An example of mulching: partly
composted Hay has been used here. Second photo below.
You can use several different materials as a Mulch...
Compost - Excellent to use,
provides great nutrients, though it is usually too valuable for use as a
general mulch material. J
Well-Rotted Manure - As
above, we use it fairly regularly as it provides considerable amounts of
nutrients (whereas leaf mould provides fewer) but don't use fresh manure too
close to the base of the vegetable, as it can
burn plants.
Hay - A very good insulator,
good nutrients, rots well, but be sure of your source, as it can introduce
annual weed seeds.
Straw - Longer lasting than
Hay but not such a good weed suppressor. Watch out for commercially
produced straw, as it may contain residues of chemical weed killers; partially
rotted Straw is much preferable.
Leaf mould - Looks very
attractive & provides some nutrients to the soil, but does so slowly. (also good for leaf fights!
)
Try to avoid street swept leaves which can have a high lead content.
Peat Moss - Slow to
decompose & is very acid. A non-renewable resource so it can be
environmentally unacceptable.
Newspaper/Cardboard - Very
useful under biodegradable mulches to improve weed control. You can also
use it as a good base for a new garden to provide a weed mat &
nutrients. Watch out for slugs & snails hiding under it ~ they love
it!
Lawn Cuttings - Usually
available in large quantities, though be aware of recent herbicide use if
bringing it in from outside your land. I've found that lawn clippings
(even kikuyu grass) provide good weed
control when applied regularly, & nutrients for your garden as it
decomposes, but be aware of the need to top-up with other nutrient-rich
additives, like compost/other mulches etc, over the long term. Watch out for annual weed seeds also.

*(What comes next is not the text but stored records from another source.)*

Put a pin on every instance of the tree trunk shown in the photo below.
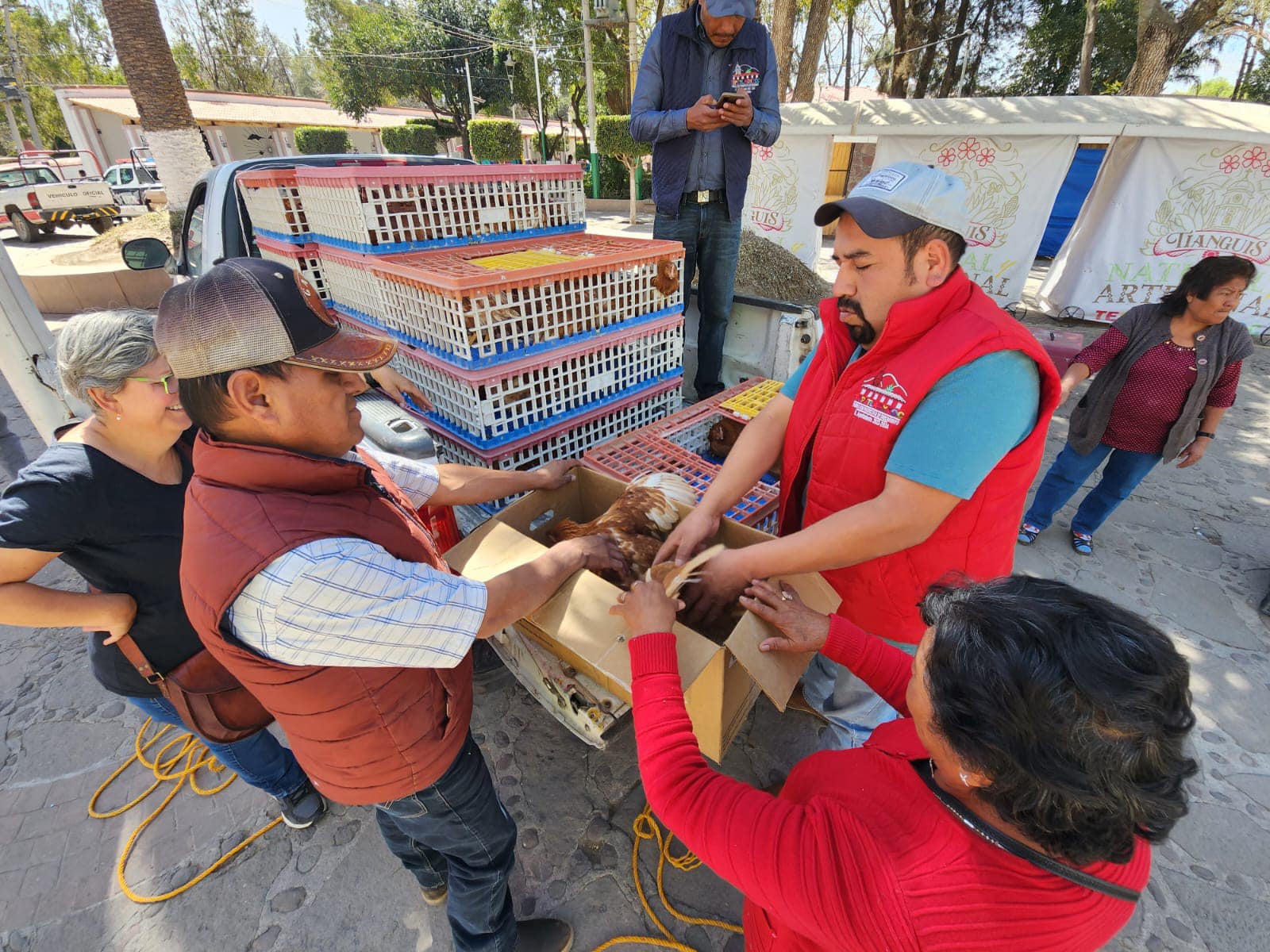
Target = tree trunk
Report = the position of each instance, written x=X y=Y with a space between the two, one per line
x=950 y=73
x=1161 y=40
x=933 y=36
x=171 y=133
x=813 y=44
x=784 y=13
x=1091 y=18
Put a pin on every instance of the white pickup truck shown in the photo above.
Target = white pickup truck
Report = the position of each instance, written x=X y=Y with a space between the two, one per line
x=36 y=200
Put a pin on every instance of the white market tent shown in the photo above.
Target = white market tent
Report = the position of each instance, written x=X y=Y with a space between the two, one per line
x=1184 y=178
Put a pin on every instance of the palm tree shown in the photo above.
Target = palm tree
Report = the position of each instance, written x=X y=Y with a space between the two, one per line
x=175 y=139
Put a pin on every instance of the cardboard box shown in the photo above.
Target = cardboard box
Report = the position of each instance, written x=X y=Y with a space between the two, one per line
x=721 y=682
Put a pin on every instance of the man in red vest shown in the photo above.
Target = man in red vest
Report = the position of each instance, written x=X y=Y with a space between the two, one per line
x=306 y=574
x=908 y=440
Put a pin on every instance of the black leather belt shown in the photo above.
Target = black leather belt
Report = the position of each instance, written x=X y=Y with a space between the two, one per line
x=704 y=196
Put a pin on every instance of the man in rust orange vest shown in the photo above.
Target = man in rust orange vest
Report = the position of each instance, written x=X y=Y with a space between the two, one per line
x=308 y=575
x=908 y=438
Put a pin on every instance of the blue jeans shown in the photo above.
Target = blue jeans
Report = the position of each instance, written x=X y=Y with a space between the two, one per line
x=260 y=759
x=456 y=831
x=711 y=244
x=1123 y=474
x=851 y=706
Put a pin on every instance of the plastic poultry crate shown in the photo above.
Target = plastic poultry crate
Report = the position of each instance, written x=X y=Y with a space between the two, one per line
x=478 y=305
x=410 y=209
x=305 y=259
x=645 y=451
x=749 y=401
x=275 y=206
x=495 y=405
x=565 y=441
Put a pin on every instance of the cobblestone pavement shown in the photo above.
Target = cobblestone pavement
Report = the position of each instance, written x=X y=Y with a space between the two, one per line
x=1191 y=550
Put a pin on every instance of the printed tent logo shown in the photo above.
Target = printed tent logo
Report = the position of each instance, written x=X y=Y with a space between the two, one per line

Hardwood Sawdust - Safest to
use when weathered for several months spread on paths etc. first, otherwise it
can cake & repel water. Sawdust will cause nitrogen deficiency if dug
into soil, so use sparingly.
Mushroom Compost - Great
material, but use only organic mushroom compost, as high levels of pesticide
residues are likely to be present in commercial supplies.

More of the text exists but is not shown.